Barbosa, Camilo, Roderich Römhild, Philip Rosenstiel, and Hinrich Schulenburg (2019). “Evolutionary Stability of Collateral Sensitivity to Antibiotics in the Model Pathogen Pseudomonas aeruginosa.” eLife 8: e51481. https://doi.org/10.7554/eLife.51481.
Zhou, Shiwei, Camilo Barbosa, and Robert J. Woods (2020). “Why Is Preventing Antibiotic Resistance So Hard? Analysis of Failed Resistance Management.” Evolution, Medicine, and Public Health 2020: 102–108. https://doi.org/10.1093/emph/eoaa020.

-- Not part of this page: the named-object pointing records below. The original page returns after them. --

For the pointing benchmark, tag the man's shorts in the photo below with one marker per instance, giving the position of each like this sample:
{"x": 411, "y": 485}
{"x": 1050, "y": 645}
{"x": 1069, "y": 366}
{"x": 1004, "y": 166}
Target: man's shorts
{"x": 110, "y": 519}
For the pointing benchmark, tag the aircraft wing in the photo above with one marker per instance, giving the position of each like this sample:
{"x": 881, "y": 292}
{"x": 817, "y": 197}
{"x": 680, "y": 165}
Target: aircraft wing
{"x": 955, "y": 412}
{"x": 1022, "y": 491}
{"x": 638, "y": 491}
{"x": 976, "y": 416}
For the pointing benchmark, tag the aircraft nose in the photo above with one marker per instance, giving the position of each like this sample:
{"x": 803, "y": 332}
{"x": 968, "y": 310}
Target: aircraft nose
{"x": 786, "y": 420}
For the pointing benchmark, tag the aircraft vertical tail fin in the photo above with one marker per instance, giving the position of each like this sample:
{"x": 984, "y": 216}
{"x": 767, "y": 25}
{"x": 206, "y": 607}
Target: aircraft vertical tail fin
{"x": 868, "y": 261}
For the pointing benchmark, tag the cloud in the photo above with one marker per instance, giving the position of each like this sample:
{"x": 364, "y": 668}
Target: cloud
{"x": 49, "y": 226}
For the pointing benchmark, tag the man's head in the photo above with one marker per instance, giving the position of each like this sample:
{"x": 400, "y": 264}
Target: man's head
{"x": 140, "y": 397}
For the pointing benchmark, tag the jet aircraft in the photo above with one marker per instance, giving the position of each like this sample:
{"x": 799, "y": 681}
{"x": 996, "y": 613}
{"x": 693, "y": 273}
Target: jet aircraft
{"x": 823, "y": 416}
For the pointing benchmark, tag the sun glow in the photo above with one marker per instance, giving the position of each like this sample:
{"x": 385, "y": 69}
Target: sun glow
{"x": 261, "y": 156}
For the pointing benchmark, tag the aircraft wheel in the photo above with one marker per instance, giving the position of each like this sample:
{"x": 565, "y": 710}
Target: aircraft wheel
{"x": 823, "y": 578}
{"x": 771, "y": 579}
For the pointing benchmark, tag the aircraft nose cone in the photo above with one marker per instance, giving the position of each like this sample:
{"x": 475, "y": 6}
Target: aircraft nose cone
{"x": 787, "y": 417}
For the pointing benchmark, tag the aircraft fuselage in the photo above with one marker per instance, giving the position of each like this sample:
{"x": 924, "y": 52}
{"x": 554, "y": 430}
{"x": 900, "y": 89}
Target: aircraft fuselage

Re-playing the Evolutionary Tape of Antimicrobial Resistance
Evolution is the root of the antibiotic resistance crisis. Clarifying the evolutionary processes leading to resistance, in particular the determinants of chance and repeatability are thus pivotal to the goal of understanding how pathogens adapt to drugs. Two important open questions are how reproducible antibiotic resistance evolution is within human hosts and to what extent the evolutionary paths seen in vivo can be recapitulated in vitro. To address these two questions, we retrospectively identify changes in pathogen resistance to daptomycin and linezolid when these drugs are used as the main treatment in patients with bloodstream infections with Enterococcus faecium. Our lab routinely stores E. faecium isolates from the blood cultures of hospitalized patients. Twelve patients were identified with in vivo evolution of E. faecium resistance to daptomycin. We fully sequenced and assembled the genomes of 12 initially sensitive isolates. We then performed whole genome sequencing of the subsequent isolates that showed an increase in resistance to the corresponding drug within the same patient to identify the repeatability of genomic changes associated with resistance. Additionally, each of the 12 initially sensitive isolates was used to found 20 independent biological replicates from in vitro evolution against increasing concentrations of the corresponding drug to determine whether the same mechanisms identified in vivo emerge in vitro. This study casts light on the role of determinism and contingency in evolution, with implications for medical treatment.